Place the original design on a locked layer in your programme of choice (such as Adobe Illustrator or CorelDRAW) and build your vector on top of this, using the image as a tracing aid. Although it’s not ideal, if you’re lacking in confidence with vector software there are ways of ‘cheating’—try out the Image Trace function (Window > Image Trace) in Adobe Illustrator.
You can see how Roberlan Borges vectorized the logo for the in-house Design and Illustration team, ‘Team Awesome’ in this tutorial:
- Team Awesome: From Hand-Lettered Logotype to Vector in Adobe IllustratorRoberlan Borges29 May 2015
Now’s the time to start experimenting with color too. Think back to your market research—were there any colors that cropped up frequently in your brand’s sector? You can also tap into the principles of color psychology. Try switching up the color of your logo and judge how this changes the overall effect. How does a partiular color make you feel? Does this emotional pull fit with what your trying to achieve with your brand?

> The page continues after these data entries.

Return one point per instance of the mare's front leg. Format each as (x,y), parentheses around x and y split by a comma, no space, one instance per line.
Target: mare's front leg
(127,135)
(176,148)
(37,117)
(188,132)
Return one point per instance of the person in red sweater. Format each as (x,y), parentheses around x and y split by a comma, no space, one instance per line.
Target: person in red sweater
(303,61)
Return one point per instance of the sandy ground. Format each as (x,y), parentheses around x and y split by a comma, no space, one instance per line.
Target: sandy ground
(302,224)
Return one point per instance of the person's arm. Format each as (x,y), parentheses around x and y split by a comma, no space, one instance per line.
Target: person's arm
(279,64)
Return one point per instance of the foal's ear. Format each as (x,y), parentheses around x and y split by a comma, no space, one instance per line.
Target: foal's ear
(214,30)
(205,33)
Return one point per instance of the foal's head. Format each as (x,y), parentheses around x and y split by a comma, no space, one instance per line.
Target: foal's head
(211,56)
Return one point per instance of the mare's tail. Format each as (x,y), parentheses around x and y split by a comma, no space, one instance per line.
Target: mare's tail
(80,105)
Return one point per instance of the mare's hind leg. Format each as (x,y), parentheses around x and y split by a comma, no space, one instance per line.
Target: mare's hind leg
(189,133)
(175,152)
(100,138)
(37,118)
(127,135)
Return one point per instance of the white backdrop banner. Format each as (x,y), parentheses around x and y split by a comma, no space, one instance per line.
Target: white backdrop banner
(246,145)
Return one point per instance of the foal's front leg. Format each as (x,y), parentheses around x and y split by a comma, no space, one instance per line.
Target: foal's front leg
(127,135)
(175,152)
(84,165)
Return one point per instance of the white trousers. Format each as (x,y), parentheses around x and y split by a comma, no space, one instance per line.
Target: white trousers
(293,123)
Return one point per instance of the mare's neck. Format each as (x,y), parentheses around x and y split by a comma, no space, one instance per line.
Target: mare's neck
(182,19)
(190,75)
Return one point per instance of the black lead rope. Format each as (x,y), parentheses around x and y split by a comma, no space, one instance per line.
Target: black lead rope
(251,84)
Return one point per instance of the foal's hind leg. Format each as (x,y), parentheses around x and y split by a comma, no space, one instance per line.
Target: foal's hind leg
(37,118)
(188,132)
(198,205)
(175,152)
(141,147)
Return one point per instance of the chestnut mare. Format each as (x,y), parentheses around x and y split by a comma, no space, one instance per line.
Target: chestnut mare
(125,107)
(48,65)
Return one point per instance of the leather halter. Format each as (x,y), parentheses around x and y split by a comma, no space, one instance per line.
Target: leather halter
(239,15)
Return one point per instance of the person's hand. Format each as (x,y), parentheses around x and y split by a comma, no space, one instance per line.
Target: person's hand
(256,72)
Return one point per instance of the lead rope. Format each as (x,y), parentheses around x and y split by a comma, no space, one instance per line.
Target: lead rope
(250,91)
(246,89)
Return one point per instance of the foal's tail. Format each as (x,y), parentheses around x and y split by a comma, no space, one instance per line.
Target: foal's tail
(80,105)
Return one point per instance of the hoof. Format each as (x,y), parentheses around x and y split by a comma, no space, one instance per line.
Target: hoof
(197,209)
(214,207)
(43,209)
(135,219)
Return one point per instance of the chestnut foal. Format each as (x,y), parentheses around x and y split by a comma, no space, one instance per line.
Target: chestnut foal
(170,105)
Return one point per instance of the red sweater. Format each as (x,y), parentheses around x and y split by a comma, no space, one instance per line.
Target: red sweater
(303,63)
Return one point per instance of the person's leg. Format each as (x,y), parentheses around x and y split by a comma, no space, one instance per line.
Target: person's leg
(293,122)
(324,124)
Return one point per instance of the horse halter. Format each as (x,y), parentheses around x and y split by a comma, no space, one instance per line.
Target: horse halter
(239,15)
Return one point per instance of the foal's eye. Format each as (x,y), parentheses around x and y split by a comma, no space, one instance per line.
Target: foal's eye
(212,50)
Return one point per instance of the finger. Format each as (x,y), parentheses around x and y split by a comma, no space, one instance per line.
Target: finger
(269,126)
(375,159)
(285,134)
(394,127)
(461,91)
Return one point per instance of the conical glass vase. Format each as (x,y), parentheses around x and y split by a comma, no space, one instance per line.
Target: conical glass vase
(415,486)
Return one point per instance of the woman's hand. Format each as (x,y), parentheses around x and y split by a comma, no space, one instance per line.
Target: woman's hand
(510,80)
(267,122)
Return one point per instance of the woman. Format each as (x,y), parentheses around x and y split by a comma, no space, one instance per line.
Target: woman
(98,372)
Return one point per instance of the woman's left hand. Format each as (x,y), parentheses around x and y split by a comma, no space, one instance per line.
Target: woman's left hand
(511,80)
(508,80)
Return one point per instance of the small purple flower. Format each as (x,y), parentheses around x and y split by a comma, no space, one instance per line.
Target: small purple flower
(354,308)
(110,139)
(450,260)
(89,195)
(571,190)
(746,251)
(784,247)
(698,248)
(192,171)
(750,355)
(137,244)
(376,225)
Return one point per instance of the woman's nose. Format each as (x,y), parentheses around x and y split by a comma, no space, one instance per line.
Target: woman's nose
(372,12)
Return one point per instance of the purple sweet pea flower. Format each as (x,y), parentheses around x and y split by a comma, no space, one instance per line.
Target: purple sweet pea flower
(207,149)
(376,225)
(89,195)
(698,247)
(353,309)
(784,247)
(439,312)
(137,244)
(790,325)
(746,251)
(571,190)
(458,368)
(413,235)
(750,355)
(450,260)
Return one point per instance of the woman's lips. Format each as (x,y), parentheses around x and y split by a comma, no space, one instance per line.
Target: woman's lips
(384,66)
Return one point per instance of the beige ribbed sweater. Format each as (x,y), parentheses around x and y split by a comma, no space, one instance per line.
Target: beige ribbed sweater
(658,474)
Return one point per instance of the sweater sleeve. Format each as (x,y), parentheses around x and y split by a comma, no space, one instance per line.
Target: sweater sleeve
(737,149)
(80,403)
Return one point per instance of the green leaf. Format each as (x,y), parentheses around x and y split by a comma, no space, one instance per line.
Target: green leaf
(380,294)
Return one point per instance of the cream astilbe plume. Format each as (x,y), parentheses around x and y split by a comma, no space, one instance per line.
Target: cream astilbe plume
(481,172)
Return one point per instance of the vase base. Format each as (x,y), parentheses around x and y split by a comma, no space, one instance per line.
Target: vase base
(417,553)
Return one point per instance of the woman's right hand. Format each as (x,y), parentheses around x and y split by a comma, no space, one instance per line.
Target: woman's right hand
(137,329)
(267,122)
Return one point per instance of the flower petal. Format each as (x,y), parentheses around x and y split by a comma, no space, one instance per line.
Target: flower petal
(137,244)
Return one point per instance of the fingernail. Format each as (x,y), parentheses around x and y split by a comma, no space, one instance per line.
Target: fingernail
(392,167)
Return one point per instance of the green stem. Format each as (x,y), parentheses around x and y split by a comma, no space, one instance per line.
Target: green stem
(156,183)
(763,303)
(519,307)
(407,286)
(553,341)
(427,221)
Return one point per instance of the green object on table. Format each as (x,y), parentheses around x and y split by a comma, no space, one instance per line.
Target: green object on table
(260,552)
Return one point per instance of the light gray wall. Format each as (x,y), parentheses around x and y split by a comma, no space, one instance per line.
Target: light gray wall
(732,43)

If, for example, a gold color makes this gym logo feel luxurious it might be sending out the wrong message if your gym’s USP is to offer cheap joining fees to customers. In that case, a more calming, efficient-looking blue would be a better choice.
You should also take into account the effects of long-term color associations with particular brands and products. For example, crisp packet colors in the UK almost always mimic the long-established brand colors of crisp company Walker’s. This color coding is so engrained with customers that it’s been shown that changing the color of food packaging can change how a consumer perceives the taste of the product.
6. Expand Your Brand: Type
Once you’ve vectorized your logo and decided on a suitable color you’re ready to start expanding your brand. One of the key ways of defining the personality of your brand is to choose typefaces that have some of the characteristics you’d like to give your brand identity.
Most brands adopt two ‘brand typefaces’, one for headers and slogans, and another for body text. Some larger brands might commission a custom font which is completely unique to them, but most businesses will simply adopt fonts they feel suit their brand.
Here are a number of brand guidelines to find out what some popular tech company's use. Adobe uses the fonts Clean and Minion for their brand identity, pointing out where each is to be used in there marketing assets:
Browse a broad range of fonts to get some ideas about what might suit your own brand identity design.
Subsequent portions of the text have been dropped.